The Hungarian PM also negotiated a clause promising "emergency measures" in case of "sudden interruptions of supply," an assurance he demanded after a Ukrainian official warned "something could happen" to the Druzhba segment that runs through the country.
Orbán's hard-fought tweak also provides an important cover for countries dependent on oil from the Druzhba pipeline, with fears that the sudden switch to other providers would be costly and disruptive.
Exempting pipeline oil while banning seaborne imports is also likely to raise questions about unfair competition across the single market, since some member states will still be able to receive reliable and affordable supplies while others will struggle to secure more expensive crude barrels from non-Russian providers.
The summit's conclusions presents a vaguely-worded pledge to ensure fair competition and a "level playing field" among member states, with the Commission acting as monitor. However, the market implications remain to be seen and will not fully materialise until the embargo is completed.

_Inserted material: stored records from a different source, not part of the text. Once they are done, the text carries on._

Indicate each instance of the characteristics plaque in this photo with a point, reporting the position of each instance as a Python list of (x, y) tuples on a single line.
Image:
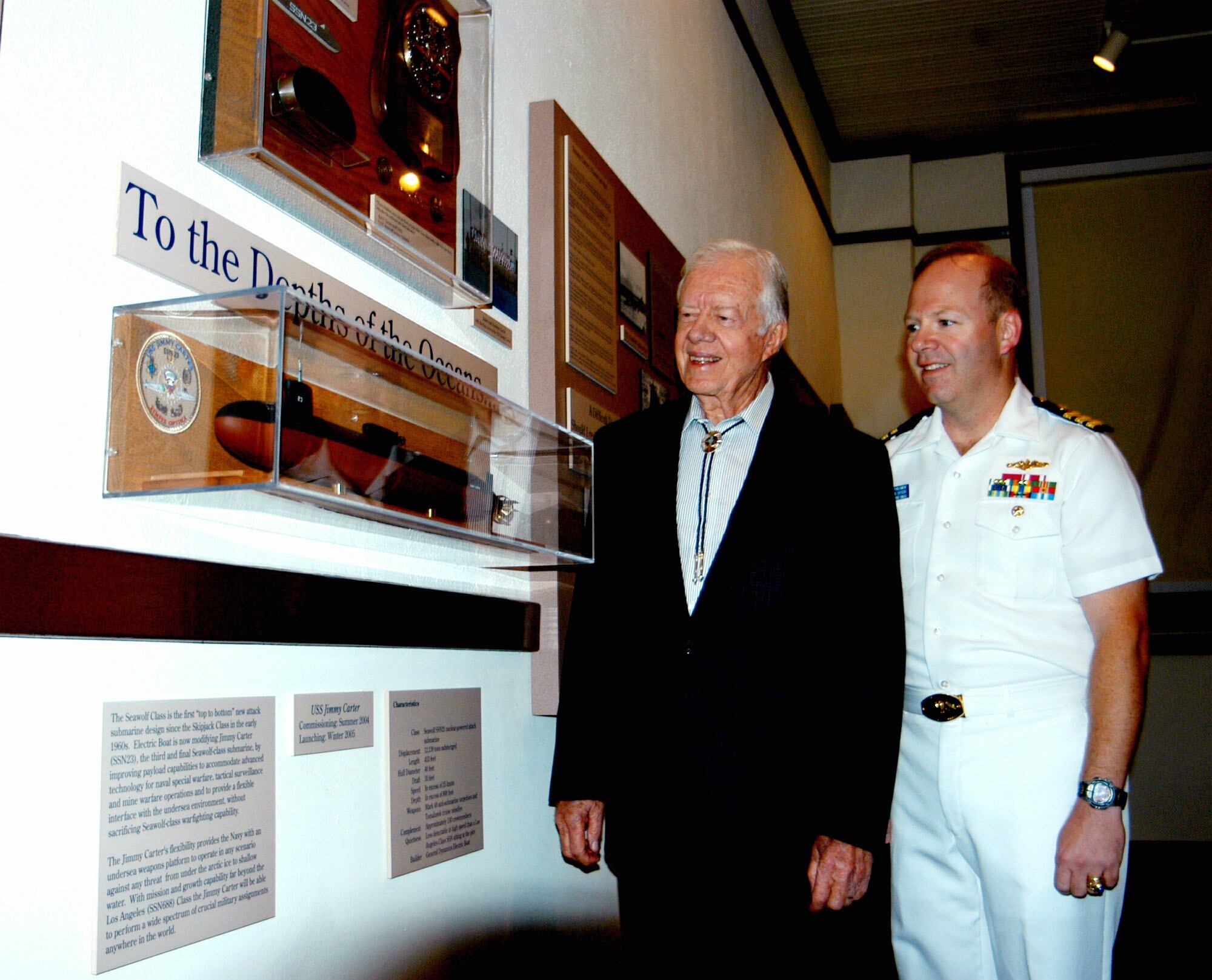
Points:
[(435, 779), (187, 824)]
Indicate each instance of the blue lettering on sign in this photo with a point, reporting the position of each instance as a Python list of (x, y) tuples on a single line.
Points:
[(144, 196)]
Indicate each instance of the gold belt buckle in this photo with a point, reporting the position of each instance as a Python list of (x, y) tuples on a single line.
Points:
[(942, 707)]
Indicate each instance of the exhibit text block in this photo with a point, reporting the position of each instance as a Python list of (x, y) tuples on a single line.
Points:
[(187, 824)]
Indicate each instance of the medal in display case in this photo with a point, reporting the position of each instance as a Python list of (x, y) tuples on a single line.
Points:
[(374, 132), (264, 388)]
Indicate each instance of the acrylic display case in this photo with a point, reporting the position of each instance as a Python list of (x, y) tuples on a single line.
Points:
[(262, 388), (375, 128)]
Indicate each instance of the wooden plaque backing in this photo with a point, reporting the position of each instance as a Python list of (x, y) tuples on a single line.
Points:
[(550, 373)]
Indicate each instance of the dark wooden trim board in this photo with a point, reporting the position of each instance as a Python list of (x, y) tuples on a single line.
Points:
[(75, 591)]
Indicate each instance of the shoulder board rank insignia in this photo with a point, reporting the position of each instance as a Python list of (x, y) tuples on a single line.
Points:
[(911, 422), (1071, 415)]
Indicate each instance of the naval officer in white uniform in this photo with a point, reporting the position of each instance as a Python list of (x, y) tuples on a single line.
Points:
[(1025, 555)]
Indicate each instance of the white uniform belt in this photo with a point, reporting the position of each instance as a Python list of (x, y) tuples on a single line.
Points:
[(1009, 699)]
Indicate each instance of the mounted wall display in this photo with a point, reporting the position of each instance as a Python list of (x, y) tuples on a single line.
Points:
[(187, 824), (598, 264), (436, 779), (369, 127), (633, 301), (590, 342), (180, 239), (561, 385), (268, 390), (333, 722)]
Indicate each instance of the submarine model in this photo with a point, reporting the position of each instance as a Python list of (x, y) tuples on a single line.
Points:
[(374, 462)]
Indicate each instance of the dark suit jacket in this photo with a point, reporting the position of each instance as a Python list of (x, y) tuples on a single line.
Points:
[(770, 716)]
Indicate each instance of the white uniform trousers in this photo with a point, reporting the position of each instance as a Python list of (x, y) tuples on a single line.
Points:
[(979, 804)]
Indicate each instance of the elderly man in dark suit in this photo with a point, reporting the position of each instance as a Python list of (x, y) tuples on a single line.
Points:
[(736, 650)]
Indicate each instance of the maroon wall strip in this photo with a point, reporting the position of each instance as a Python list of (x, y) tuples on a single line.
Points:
[(73, 591)]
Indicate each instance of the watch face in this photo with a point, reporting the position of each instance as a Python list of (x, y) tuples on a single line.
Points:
[(170, 388), (428, 52)]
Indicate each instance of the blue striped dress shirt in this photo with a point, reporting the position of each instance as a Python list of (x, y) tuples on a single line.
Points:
[(729, 471)]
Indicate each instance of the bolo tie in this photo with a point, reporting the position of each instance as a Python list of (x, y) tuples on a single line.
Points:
[(711, 443)]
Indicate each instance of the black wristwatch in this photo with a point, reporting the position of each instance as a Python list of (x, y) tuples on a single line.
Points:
[(1102, 793)]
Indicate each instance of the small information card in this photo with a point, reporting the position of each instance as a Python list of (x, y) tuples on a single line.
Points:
[(435, 778), (330, 722), (187, 824)]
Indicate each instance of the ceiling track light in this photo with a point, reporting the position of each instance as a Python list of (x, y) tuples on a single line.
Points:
[(1117, 41)]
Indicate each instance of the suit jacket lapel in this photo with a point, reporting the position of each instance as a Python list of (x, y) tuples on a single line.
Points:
[(666, 450)]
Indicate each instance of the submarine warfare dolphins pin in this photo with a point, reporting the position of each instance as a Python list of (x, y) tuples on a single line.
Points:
[(170, 388)]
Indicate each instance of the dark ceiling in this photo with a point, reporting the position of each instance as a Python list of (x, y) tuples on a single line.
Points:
[(944, 78)]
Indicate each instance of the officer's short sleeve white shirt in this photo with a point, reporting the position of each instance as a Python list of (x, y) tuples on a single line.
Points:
[(999, 545)]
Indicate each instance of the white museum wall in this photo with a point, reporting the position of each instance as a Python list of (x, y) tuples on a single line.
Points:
[(668, 98)]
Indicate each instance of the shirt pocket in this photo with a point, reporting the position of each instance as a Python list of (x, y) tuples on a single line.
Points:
[(910, 516), (1017, 555)]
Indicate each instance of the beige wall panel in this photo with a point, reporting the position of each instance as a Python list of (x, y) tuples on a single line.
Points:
[(873, 193), (967, 192), (1127, 293), (873, 285)]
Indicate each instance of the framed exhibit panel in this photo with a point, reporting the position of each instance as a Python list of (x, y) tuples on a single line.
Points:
[(375, 129), (603, 315), (265, 388), (603, 283)]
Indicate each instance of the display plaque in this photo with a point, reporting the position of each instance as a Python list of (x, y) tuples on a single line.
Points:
[(187, 824), (585, 415), (590, 334), (331, 722), (436, 808)]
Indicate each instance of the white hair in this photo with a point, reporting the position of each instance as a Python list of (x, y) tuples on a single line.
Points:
[(773, 304)]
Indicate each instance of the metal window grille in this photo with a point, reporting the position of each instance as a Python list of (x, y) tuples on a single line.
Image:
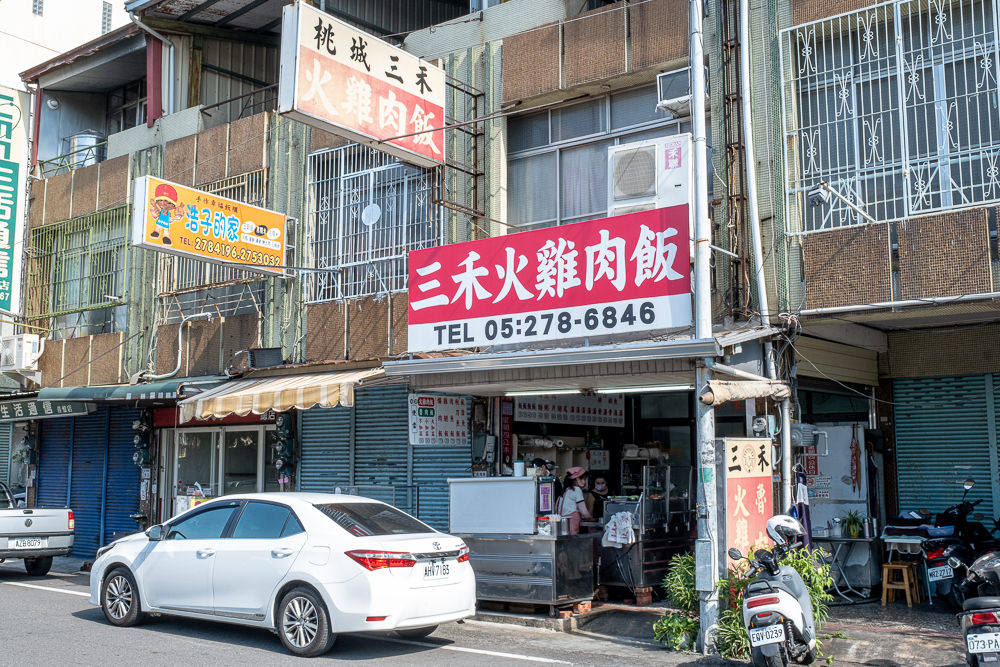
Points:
[(367, 211), (896, 107), (186, 284), (76, 273), (105, 17)]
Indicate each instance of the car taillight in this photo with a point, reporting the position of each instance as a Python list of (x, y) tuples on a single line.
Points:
[(762, 600), (377, 560), (984, 618)]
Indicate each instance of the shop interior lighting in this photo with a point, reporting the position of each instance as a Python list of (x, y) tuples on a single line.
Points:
[(543, 392), (656, 389)]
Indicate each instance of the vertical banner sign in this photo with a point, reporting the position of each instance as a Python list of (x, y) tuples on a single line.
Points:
[(621, 275), (438, 420), (13, 169), (337, 78), (749, 492), (169, 217)]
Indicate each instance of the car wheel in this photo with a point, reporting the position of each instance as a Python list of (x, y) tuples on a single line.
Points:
[(38, 567), (120, 599), (416, 633), (303, 623)]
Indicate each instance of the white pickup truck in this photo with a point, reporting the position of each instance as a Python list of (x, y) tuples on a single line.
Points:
[(34, 534)]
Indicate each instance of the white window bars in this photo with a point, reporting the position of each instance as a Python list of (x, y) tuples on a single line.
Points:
[(896, 107), (367, 210)]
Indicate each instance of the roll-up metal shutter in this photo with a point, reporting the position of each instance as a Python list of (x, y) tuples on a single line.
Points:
[(324, 449), (123, 476), (90, 440), (382, 443), (943, 437), (53, 462), (5, 448)]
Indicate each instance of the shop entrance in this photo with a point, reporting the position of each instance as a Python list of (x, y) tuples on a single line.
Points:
[(207, 462)]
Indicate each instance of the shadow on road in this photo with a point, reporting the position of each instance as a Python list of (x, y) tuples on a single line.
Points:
[(348, 647)]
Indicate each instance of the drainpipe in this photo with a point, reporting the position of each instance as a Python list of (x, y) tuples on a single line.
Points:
[(170, 61), (758, 250), (180, 346)]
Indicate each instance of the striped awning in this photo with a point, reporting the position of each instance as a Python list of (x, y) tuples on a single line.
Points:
[(258, 395)]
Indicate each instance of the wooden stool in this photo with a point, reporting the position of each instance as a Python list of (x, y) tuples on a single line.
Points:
[(906, 582)]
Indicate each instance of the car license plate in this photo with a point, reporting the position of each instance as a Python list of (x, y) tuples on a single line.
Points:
[(437, 569), (771, 634), (28, 543), (986, 642)]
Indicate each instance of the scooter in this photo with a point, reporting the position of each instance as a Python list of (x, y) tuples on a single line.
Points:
[(980, 615), (777, 609)]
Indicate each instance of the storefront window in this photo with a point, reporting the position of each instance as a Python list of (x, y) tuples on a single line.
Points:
[(197, 463), (241, 460)]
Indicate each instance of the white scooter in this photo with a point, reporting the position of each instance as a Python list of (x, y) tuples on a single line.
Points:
[(777, 610)]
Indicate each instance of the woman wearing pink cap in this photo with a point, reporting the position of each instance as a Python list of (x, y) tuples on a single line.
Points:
[(572, 504)]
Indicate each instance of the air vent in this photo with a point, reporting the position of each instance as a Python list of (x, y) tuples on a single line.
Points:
[(262, 357), (635, 173)]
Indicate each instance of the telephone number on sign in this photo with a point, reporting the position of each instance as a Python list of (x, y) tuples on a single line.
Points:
[(594, 319), (221, 249)]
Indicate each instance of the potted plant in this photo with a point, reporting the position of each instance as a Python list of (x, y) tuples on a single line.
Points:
[(853, 524)]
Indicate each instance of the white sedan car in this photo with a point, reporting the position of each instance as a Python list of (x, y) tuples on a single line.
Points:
[(307, 566)]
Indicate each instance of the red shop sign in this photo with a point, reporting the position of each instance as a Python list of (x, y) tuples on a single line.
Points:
[(614, 275)]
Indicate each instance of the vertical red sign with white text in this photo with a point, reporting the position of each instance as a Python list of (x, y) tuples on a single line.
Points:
[(618, 275)]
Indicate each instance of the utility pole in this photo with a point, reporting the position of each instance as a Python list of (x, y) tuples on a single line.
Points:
[(709, 525)]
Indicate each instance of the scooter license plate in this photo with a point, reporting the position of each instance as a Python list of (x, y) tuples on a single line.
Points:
[(770, 634), (984, 642)]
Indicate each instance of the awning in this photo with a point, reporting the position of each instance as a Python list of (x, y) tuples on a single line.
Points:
[(164, 390), (258, 395)]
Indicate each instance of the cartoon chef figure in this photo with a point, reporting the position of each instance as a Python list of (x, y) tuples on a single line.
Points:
[(167, 209)]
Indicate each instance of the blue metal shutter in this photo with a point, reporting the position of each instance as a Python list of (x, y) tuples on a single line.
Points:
[(53, 462), (122, 488), (382, 442), (432, 466), (324, 449), (87, 480), (5, 446), (942, 438)]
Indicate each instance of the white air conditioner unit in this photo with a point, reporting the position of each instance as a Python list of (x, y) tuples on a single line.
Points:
[(649, 174), (674, 91), (19, 354)]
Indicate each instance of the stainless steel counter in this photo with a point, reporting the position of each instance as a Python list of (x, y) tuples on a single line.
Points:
[(538, 569)]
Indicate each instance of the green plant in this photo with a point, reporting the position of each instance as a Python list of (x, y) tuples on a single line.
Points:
[(852, 523), (677, 629), (679, 583)]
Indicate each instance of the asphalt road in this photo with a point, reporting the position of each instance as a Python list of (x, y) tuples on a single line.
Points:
[(48, 621)]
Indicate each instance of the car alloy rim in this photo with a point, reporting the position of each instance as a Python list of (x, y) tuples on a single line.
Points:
[(119, 597), (301, 622)]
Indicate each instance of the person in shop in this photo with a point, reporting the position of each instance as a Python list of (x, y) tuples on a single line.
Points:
[(572, 505), (596, 498)]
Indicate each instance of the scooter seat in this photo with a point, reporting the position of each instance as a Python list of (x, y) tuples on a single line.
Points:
[(971, 604)]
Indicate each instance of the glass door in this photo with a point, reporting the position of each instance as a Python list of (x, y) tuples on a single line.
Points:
[(241, 460)]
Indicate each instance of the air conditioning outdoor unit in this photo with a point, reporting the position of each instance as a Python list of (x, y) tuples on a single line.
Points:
[(649, 174), (674, 91), (19, 354)]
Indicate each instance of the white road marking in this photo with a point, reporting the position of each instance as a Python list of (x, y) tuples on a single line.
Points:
[(495, 654), (46, 588)]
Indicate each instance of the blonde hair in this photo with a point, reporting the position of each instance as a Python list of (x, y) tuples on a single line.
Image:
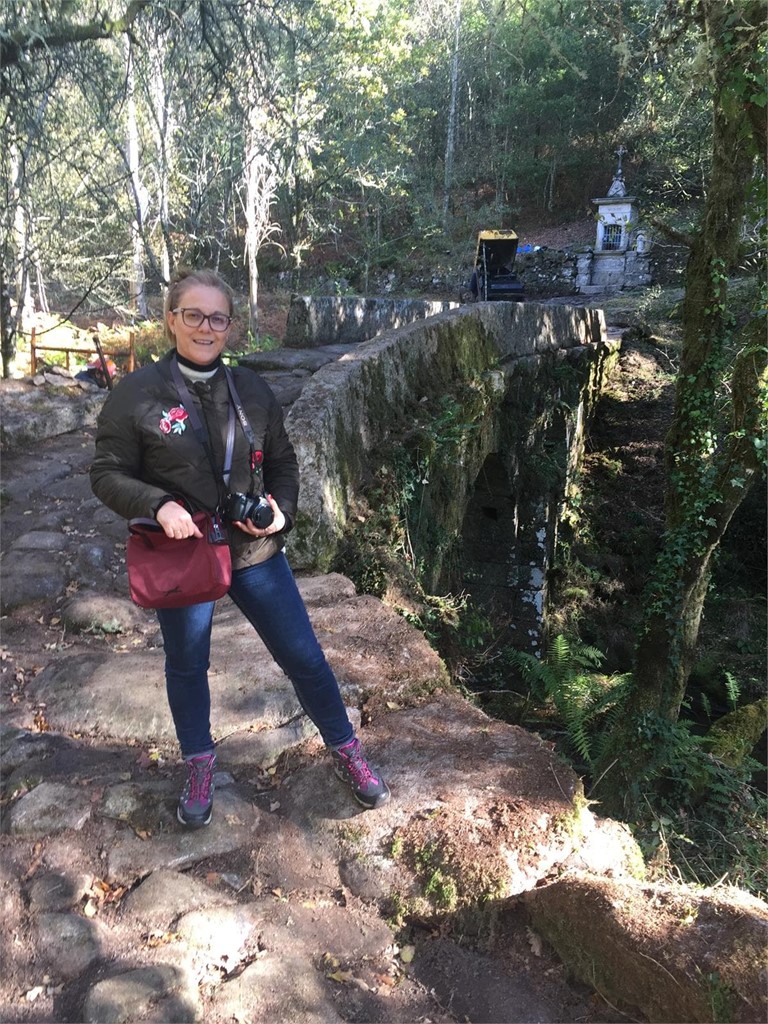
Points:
[(185, 279)]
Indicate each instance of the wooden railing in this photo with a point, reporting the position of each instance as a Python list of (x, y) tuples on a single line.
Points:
[(128, 354)]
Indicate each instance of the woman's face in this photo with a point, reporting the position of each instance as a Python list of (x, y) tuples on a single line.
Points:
[(200, 344)]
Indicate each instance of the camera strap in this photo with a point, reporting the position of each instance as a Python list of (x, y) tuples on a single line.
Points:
[(255, 456), (200, 431)]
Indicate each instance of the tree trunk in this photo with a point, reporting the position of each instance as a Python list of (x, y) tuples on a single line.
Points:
[(138, 295), (453, 114), (164, 143), (712, 455), (260, 192)]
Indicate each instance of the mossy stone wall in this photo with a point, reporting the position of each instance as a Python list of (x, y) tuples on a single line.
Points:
[(524, 378)]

Bold and consequential move
Despite the pipeline amendment and stalled talks, the step taken by EU leaders on Monday evening represents the boldest and most consequential in retaliation for Russia's invasion of Ukraine.
"Tonight, as Europeans, united and in solidarity with the Ukrainian people, we are taking new decisive sanctions," tweeted President Emmanuel Macron of France.
Fossil fuels are the Kremlin's most profitable source of revenue and provide a lifeline to sustain Russia's declining economy and bankroll its costly military campaign.
The EU is Russia's number one oil client. Pre-war figures indicate that the EU buys, on average, around 2.2 million barrels of crude, together with 1.2 million barrels of refined products, on a daily basis.
Since the onset of the conflict on 24 February, member states have spent about €30 billion on Russian oil, according to a tracking tool set up by the Centre for Research on Energy and Clean Air (CREA), an independent research organisation.
Given this high degree of energy dependence, the decision is expected to inflict pain on European households and companies, who have for months been struggling with soaring energy bills.
After Monday's political endorsement, ambassadors will meet to put the finishing touches on the agreement. The embargo will enter into force once the final version is published in the EU's official journal.
All eyes will then turn to other oil-producing countries, including Norway, the UK, the US, Libya, Nigeria, Kazakhstan, Iraq and Saudi Arabia, to fill the huge gap left by Russia.
The Organisation of Petroleum Exporting Countries (OPEC) has been limiting production since the start of the COVID-19 pandemic, claiming global demand is still unstable and under pressure from the virus.